---
title: Hive
updated: 2022-05-24 18:43:47Z
created: 2022-05-24 18:35:26Z
---

The Apache Hive ™ data warehouse software facilitates reading, writing, and managing large datasets residing in distributed storage using SQL. Structure can be projected onto data already in storage. A command line tool and JDBC driver are provided to connect users to Hive.
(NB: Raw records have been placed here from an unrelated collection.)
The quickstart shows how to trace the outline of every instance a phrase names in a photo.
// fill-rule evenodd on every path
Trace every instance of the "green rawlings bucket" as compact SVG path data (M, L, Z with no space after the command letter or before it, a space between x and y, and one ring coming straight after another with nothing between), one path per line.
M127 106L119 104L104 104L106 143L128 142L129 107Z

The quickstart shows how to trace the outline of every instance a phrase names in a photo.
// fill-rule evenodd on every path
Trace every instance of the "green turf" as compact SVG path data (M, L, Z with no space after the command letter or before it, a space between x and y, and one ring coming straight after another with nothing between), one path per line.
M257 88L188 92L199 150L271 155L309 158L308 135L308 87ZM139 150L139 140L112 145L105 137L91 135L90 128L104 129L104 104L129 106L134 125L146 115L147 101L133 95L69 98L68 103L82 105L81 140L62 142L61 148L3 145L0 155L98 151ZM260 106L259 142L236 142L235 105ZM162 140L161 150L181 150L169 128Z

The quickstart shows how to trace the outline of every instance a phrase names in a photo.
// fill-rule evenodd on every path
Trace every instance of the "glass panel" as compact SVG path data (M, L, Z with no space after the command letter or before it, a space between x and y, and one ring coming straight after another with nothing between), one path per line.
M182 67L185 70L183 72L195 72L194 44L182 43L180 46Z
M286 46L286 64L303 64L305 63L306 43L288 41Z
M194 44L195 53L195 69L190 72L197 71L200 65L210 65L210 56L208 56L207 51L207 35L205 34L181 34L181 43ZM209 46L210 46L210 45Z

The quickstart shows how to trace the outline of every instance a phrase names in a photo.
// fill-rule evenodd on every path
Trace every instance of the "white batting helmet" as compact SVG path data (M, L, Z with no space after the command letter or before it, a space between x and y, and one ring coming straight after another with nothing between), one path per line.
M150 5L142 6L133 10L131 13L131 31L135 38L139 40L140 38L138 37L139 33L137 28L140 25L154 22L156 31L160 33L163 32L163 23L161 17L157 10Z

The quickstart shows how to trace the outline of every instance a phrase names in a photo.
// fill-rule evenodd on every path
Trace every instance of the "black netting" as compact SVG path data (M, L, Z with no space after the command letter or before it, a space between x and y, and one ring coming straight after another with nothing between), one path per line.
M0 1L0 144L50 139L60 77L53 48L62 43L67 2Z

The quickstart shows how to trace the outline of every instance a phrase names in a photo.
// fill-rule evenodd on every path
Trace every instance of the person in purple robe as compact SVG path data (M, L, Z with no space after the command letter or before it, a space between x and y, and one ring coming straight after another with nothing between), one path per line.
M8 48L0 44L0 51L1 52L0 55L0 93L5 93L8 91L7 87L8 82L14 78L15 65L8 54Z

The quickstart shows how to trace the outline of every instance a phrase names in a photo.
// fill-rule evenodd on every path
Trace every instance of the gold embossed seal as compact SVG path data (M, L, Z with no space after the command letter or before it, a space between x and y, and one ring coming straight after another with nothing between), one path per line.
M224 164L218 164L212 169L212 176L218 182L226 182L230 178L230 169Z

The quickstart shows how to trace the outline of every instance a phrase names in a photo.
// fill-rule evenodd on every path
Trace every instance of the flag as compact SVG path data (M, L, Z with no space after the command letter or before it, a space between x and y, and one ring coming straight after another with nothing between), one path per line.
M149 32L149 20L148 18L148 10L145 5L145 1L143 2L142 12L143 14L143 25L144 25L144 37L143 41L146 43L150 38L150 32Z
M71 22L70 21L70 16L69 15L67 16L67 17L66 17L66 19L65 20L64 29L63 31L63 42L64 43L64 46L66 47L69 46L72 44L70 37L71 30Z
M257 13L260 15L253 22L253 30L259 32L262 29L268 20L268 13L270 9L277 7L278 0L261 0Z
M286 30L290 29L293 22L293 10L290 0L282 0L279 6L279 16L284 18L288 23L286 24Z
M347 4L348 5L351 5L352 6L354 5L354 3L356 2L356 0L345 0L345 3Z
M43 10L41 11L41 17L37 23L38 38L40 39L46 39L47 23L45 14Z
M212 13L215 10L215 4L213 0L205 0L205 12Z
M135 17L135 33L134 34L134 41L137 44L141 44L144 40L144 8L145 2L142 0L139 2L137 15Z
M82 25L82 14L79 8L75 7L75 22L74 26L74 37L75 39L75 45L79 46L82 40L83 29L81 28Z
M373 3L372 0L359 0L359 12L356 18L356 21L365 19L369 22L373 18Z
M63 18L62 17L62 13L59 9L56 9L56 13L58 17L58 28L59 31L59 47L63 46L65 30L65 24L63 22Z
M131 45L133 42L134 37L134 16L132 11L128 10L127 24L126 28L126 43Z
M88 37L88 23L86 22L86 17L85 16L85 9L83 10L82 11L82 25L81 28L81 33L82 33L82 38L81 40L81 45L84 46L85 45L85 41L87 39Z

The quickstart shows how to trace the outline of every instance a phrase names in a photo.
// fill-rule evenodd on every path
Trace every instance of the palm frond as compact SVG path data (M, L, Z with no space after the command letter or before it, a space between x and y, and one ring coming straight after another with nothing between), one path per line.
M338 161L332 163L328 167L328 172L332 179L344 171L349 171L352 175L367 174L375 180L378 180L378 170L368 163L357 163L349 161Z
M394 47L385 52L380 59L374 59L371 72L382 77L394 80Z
Built on top of Apache Hadoop™, Hive provides the following features:

- Tools to enable easy access to data via SQL, thus enabling data warehousing tasks such as extract/transform/load (ETL), reporting, and data analysis.
- A mechanism to impose structure on a variety of data formats
- Access to files stored either directly in **Apache HDFS™** or in other data storage systems such as **Apache HBase™** 
- Query execution via **Apache Tez™, Apache Spark™**, or **MapReduce**
- Procedural language with HPL-SQL
- Sub-second query retrieval via Hive LLAP, Apache YARN and Apache Slider.

Hive's SQL can also be extended with user code via user defined functions (**UDF**s), user defined aggregates (UDAFs), and user defined table functions (UDTFs).

Hive is not designed for online transaction processing (OLTP) workloads. It is best used for traditional data warehousing tasks.